甘いマスクのオニールに対して、〈刑事〉を演じたブルース・ダーンの何とも言えない渋さがまたいい!!
そこに、公開当時まだ23歳やったとは思えないイザベル・アジャーニの唯一無二の美しさが添えられたら
それは最高のアンサンブル。
イザベル・アジャーニみたいな女優さんは他には思い付かないですね。
今思うと、彼女にボンドガールを演じて欲しかった気もします。
オニールが演じる〈ドライバー〉の プロフェッショナルに徹したカッコよさ!!
そこに謎めいた美女が絡んでも、作品のトーンは決して甘くはならない。
あくまでも 夜の街でうごめく‘男’と‘女’でしかないのがいい。
感情を排したようで、しかし そこにそれぞれが背負っているものが、さりげなく感じられるのがいい。
(これは↑いかにも70年代アクションって感じですね)
本作のカー・アクションの見事さは、派手なクラッシュとかではなく
車載カメラの映像の臨場感を抜群の編集テクニックで見せ切っているところ!
車の前後に付けたカメラの映像を完璧につないでいるので、そのチェイスの臨場感が最高!!
本作における“夜の街でのカー・アクション”は もはや芸術の域に達しているといっていい。
CGが一切なかった時代のカー・アクションは、今見るからこそ 本当に楽しいし、凄い!!!
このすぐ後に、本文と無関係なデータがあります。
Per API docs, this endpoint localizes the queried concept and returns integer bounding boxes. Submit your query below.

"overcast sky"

車を使って、まるで西部劇のような《対決》を魅せるところもヒル監督らしい。
クラッシュシーンのキレもピカイチ!!
〈逃がし屋〉と〈刑事〉は反目し合う関係には違いないけど、
この二人がお互いを〖プロフェッショナル〗と認めているような感じがあるのがいい。
だから、こんなスマートなエンディングになる。
決して甘いエンディングではないけど、そこには他の映画ではいまだに味わったことのない余韻がある。
このエンドタイトルの音楽が、子供の頃から耳から離れないのは、
この映画にしかない味わいを、まだガキだったボクも感じていたのかもしれません。